While Mr Potter said the outlook for most iron ore producers was “dire”, he painted a very upbeat picture of the two biggest produces, BHP Billiton and Rio Tinto.

“BHP and Rio are actually making very good margins at current prices. BHP just commented that cash costs are going down to $15 a tonne. When you add royalties and transport, you’re sitting at $25 to $30 a tonne.

“So they’re making even margins of maybe 50 per cent on current prices. Rio is something similar. These margins are the best margins in any of their portfolio. There’s no other commodity in their portfolio that makes better margins than that.”

He said that with such impressive margins, BHP and Rio “should be spending all of their cap ex on iron ore”.

“Historically, the iron ore business for both those companies has been the best margin business in the long term. So even ignoring this demand shock we had from China over the last 10 years, long-term it’s had the best margins.”

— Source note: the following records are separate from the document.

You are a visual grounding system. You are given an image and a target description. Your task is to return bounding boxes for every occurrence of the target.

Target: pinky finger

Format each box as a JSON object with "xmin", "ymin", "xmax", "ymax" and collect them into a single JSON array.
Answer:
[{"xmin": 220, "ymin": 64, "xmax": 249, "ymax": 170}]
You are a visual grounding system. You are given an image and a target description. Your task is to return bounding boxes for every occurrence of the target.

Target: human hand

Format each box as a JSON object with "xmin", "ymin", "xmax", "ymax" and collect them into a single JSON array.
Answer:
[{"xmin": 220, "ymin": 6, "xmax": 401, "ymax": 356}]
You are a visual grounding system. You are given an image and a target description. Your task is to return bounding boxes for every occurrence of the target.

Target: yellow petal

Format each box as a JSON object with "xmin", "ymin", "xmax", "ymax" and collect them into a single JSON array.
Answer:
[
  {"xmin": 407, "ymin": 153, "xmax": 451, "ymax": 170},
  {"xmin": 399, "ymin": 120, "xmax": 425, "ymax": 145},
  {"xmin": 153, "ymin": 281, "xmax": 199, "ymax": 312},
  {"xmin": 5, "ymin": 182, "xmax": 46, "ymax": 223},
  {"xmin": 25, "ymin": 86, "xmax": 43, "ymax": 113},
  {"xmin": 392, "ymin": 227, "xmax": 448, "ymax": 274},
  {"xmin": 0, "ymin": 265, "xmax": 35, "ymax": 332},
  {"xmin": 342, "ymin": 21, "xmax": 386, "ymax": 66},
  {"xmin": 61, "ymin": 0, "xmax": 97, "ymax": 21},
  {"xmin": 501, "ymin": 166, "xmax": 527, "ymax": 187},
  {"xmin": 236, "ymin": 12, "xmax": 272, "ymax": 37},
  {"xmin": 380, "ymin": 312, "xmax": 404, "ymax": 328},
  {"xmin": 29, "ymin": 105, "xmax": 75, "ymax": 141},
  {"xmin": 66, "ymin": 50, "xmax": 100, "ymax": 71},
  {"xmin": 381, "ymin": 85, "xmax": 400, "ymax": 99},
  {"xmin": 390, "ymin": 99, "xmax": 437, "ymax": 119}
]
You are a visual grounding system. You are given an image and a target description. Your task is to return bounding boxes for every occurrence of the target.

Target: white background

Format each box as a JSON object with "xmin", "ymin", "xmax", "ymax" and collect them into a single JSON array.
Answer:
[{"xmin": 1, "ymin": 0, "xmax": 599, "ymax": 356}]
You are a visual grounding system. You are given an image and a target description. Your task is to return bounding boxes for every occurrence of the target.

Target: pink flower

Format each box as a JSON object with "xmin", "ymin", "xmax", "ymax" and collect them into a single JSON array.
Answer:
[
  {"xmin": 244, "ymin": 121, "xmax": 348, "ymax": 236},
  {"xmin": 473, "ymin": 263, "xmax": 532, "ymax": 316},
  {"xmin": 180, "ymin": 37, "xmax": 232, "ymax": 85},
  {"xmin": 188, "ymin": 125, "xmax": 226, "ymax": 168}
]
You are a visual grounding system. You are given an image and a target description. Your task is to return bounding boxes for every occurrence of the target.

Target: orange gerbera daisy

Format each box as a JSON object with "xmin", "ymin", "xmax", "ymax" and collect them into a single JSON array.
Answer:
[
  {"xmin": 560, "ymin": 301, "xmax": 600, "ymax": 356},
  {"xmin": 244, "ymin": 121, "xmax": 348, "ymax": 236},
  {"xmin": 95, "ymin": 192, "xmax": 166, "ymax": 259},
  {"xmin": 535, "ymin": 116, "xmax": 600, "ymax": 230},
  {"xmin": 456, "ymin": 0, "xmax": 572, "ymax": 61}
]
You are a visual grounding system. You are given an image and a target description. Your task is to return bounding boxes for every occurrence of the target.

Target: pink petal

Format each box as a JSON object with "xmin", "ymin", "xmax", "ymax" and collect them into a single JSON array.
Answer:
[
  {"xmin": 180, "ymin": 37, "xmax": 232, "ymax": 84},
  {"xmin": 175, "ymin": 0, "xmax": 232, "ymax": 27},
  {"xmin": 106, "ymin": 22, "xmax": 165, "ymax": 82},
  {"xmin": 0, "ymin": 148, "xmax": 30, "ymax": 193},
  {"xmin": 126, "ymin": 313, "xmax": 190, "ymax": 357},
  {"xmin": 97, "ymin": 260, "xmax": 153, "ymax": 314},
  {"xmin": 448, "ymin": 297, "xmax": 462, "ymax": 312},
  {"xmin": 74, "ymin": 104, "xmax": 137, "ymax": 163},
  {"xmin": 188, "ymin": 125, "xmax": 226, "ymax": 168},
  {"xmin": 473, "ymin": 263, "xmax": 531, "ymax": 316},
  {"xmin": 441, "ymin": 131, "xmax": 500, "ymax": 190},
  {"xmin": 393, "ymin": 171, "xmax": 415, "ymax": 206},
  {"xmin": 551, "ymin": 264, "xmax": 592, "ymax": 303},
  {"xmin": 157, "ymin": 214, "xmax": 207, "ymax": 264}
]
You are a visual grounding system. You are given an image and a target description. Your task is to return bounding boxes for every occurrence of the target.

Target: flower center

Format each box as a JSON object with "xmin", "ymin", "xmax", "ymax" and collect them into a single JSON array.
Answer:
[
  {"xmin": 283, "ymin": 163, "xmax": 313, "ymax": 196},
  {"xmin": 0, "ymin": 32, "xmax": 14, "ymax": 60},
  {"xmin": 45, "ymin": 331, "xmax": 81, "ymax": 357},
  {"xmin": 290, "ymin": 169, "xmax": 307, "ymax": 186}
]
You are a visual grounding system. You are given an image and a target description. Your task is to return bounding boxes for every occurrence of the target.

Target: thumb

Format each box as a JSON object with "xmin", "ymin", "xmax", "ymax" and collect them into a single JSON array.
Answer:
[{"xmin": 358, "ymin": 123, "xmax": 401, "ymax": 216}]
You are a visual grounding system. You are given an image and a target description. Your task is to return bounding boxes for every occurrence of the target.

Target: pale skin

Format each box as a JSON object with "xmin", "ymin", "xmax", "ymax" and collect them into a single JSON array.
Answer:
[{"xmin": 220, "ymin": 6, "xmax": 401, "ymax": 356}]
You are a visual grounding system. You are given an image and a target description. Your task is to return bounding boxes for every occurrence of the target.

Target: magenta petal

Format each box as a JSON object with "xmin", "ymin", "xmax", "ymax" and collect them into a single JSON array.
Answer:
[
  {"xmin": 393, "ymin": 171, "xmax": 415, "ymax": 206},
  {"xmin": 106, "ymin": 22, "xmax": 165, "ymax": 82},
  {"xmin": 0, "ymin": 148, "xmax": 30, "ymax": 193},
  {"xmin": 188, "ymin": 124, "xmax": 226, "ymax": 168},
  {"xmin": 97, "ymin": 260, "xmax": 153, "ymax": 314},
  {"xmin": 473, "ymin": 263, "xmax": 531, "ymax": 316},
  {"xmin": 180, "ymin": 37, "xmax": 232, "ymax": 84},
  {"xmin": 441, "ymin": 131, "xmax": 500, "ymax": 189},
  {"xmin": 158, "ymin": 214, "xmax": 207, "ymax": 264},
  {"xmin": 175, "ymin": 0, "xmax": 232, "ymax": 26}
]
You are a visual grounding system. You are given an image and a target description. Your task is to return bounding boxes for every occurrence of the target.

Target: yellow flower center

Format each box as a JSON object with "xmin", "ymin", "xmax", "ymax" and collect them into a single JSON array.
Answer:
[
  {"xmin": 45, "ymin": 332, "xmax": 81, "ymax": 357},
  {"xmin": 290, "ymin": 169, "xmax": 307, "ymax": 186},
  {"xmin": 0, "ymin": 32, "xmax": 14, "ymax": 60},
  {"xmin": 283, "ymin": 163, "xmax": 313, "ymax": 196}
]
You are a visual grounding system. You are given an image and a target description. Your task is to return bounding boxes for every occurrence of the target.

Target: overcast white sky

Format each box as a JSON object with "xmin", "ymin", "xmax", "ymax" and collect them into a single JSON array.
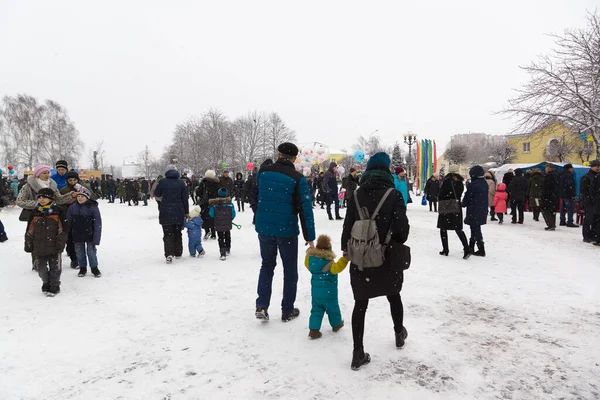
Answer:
[{"xmin": 0, "ymin": 0, "xmax": 597, "ymax": 167}]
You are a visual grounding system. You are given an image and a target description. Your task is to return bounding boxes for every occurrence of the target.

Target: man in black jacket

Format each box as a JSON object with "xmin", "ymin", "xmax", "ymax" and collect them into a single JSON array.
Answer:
[
  {"xmin": 558, "ymin": 164, "xmax": 578, "ymax": 227},
  {"xmin": 140, "ymin": 177, "xmax": 149, "ymax": 206},
  {"xmin": 541, "ymin": 164, "xmax": 560, "ymax": 231},
  {"xmin": 507, "ymin": 168, "xmax": 529, "ymax": 224},
  {"xmin": 323, "ymin": 162, "xmax": 342, "ymax": 220},
  {"xmin": 581, "ymin": 160, "xmax": 600, "ymax": 243}
]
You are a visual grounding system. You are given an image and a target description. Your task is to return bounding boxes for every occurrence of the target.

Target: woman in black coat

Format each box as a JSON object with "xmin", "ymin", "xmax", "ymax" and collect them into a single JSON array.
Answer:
[
  {"xmin": 462, "ymin": 165, "xmax": 489, "ymax": 256},
  {"xmin": 233, "ymin": 173, "xmax": 245, "ymax": 212},
  {"xmin": 195, "ymin": 170, "xmax": 220, "ymax": 239},
  {"xmin": 437, "ymin": 166, "xmax": 470, "ymax": 259},
  {"xmin": 424, "ymin": 174, "xmax": 441, "ymax": 212},
  {"xmin": 341, "ymin": 152, "xmax": 410, "ymax": 371},
  {"xmin": 154, "ymin": 165, "xmax": 189, "ymax": 263}
]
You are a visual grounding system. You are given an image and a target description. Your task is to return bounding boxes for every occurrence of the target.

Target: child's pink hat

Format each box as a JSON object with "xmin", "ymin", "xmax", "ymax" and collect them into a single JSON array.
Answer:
[{"xmin": 33, "ymin": 165, "xmax": 51, "ymax": 177}]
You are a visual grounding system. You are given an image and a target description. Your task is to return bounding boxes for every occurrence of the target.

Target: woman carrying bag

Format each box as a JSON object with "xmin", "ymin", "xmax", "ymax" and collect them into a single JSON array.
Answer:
[{"xmin": 437, "ymin": 165, "xmax": 470, "ymax": 259}]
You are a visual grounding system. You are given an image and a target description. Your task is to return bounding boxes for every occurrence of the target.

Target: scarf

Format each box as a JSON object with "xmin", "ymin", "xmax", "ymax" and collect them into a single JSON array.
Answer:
[
  {"xmin": 36, "ymin": 202, "xmax": 55, "ymax": 214},
  {"xmin": 359, "ymin": 168, "xmax": 394, "ymax": 190},
  {"xmin": 36, "ymin": 178, "xmax": 50, "ymax": 189}
]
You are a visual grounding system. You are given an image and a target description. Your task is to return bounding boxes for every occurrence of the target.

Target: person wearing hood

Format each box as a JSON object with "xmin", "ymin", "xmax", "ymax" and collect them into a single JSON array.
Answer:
[
  {"xmin": 17, "ymin": 165, "xmax": 75, "ymax": 219},
  {"xmin": 323, "ymin": 162, "xmax": 342, "ymax": 220},
  {"xmin": 51, "ymin": 160, "xmax": 69, "ymax": 191},
  {"xmin": 393, "ymin": 167, "xmax": 411, "ymax": 207},
  {"xmin": 233, "ymin": 172, "xmax": 245, "ymax": 212},
  {"xmin": 507, "ymin": 168, "xmax": 529, "ymax": 224},
  {"xmin": 493, "ymin": 183, "xmax": 508, "ymax": 224},
  {"xmin": 437, "ymin": 165, "xmax": 470, "ymax": 258},
  {"xmin": 462, "ymin": 165, "xmax": 489, "ymax": 256},
  {"xmin": 346, "ymin": 168, "xmax": 360, "ymax": 206},
  {"xmin": 340, "ymin": 152, "xmax": 410, "ymax": 371},
  {"xmin": 558, "ymin": 163, "xmax": 578, "ymax": 227},
  {"xmin": 154, "ymin": 165, "xmax": 190, "ymax": 263},
  {"xmin": 67, "ymin": 187, "xmax": 102, "ymax": 278},
  {"xmin": 528, "ymin": 168, "xmax": 544, "ymax": 222},
  {"xmin": 11, "ymin": 177, "xmax": 19, "ymax": 200},
  {"xmin": 196, "ymin": 169, "xmax": 220, "ymax": 239},
  {"xmin": 424, "ymin": 174, "xmax": 441, "ymax": 212}
]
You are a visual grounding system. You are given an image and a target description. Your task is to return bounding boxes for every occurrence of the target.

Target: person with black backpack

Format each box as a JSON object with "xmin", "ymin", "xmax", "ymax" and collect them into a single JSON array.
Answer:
[{"xmin": 341, "ymin": 152, "xmax": 410, "ymax": 371}]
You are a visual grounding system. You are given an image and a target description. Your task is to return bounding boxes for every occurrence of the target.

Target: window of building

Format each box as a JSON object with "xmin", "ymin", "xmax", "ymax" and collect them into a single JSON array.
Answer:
[{"xmin": 522, "ymin": 142, "xmax": 531, "ymax": 153}]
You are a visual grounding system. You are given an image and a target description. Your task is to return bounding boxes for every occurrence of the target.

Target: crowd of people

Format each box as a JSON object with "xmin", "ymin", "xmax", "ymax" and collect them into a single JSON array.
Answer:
[{"xmin": 2, "ymin": 148, "xmax": 600, "ymax": 370}]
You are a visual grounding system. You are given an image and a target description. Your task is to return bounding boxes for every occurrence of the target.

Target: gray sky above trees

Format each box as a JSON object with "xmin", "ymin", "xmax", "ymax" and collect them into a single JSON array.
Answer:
[{"xmin": 0, "ymin": 0, "xmax": 596, "ymax": 167}]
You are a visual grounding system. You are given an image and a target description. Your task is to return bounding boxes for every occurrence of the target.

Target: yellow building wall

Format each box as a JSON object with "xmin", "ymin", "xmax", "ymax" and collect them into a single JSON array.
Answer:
[{"xmin": 508, "ymin": 122, "xmax": 596, "ymax": 164}]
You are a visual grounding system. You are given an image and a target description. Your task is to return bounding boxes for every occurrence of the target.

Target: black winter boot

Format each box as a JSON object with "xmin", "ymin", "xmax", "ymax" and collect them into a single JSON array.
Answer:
[
  {"xmin": 78, "ymin": 268, "xmax": 87, "ymax": 277},
  {"xmin": 468, "ymin": 239, "xmax": 476, "ymax": 254},
  {"xmin": 351, "ymin": 349, "xmax": 371, "ymax": 371},
  {"xmin": 473, "ymin": 242, "xmax": 486, "ymax": 257},
  {"xmin": 439, "ymin": 231, "xmax": 449, "ymax": 256},
  {"xmin": 395, "ymin": 326, "xmax": 408, "ymax": 348}
]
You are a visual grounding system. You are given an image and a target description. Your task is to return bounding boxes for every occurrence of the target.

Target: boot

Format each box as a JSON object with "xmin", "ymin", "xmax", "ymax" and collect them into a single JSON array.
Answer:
[
  {"xmin": 78, "ymin": 267, "xmax": 87, "ymax": 277},
  {"xmin": 333, "ymin": 321, "xmax": 344, "ymax": 332},
  {"xmin": 395, "ymin": 326, "xmax": 408, "ymax": 348},
  {"xmin": 439, "ymin": 231, "xmax": 449, "ymax": 256},
  {"xmin": 309, "ymin": 329, "xmax": 322, "ymax": 339},
  {"xmin": 458, "ymin": 232, "xmax": 471, "ymax": 259},
  {"xmin": 91, "ymin": 267, "xmax": 102, "ymax": 278},
  {"xmin": 351, "ymin": 349, "xmax": 371, "ymax": 371},
  {"xmin": 468, "ymin": 239, "xmax": 475, "ymax": 254},
  {"xmin": 473, "ymin": 242, "xmax": 486, "ymax": 257}
]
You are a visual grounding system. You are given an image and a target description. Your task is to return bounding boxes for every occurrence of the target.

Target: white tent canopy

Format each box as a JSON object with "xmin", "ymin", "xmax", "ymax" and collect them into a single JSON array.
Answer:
[{"xmin": 489, "ymin": 162, "xmax": 586, "ymax": 180}]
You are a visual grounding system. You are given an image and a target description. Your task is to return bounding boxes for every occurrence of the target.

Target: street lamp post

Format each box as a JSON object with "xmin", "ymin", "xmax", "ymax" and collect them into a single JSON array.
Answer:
[{"xmin": 403, "ymin": 132, "xmax": 418, "ymax": 180}]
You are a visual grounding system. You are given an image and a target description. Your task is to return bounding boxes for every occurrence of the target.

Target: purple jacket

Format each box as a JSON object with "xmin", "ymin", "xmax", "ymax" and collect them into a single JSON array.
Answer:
[{"xmin": 67, "ymin": 199, "xmax": 102, "ymax": 245}]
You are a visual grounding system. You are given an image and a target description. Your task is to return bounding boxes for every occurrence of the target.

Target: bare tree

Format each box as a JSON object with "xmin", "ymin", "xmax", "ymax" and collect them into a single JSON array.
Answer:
[
  {"xmin": 89, "ymin": 141, "xmax": 106, "ymax": 171},
  {"xmin": 39, "ymin": 100, "xmax": 83, "ymax": 167},
  {"xmin": 488, "ymin": 142, "xmax": 518, "ymax": 165},
  {"xmin": 353, "ymin": 134, "xmax": 386, "ymax": 156},
  {"xmin": 577, "ymin": 139, "xmax": 595, "ymax": 162},
  {"xmin": 543, "ymin": 135, "xmax": 578, "ymax": 162},
  {"xmin": 446, "ymin": 144, "xmax": 469, "ymax": 165},
  {"xmin": 503, "ymin": 11, "xmax": 600, "ymax": 158},
  {"xmin": 264, "ymin": 112, "xmax": 296, "ymax": 159}
]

Fortescue’s Andrew Forrest faced intense criticism earlier this year when he suggested iron ore miners collude to pull back on production in order to lift the price.

BHP Billiton and Rio Tinto rejected this suggestion. As the world’s cheapest iron ore producers they can remain profitable in a low price environment. By keeping production levels high, they are putting intense pressure on less efficient miners.

If this pressure continues, many miners will be forced to leave the market, meaning Rio and BHP will emerge from the supply glut in an even stronger position, ready for the next upturn.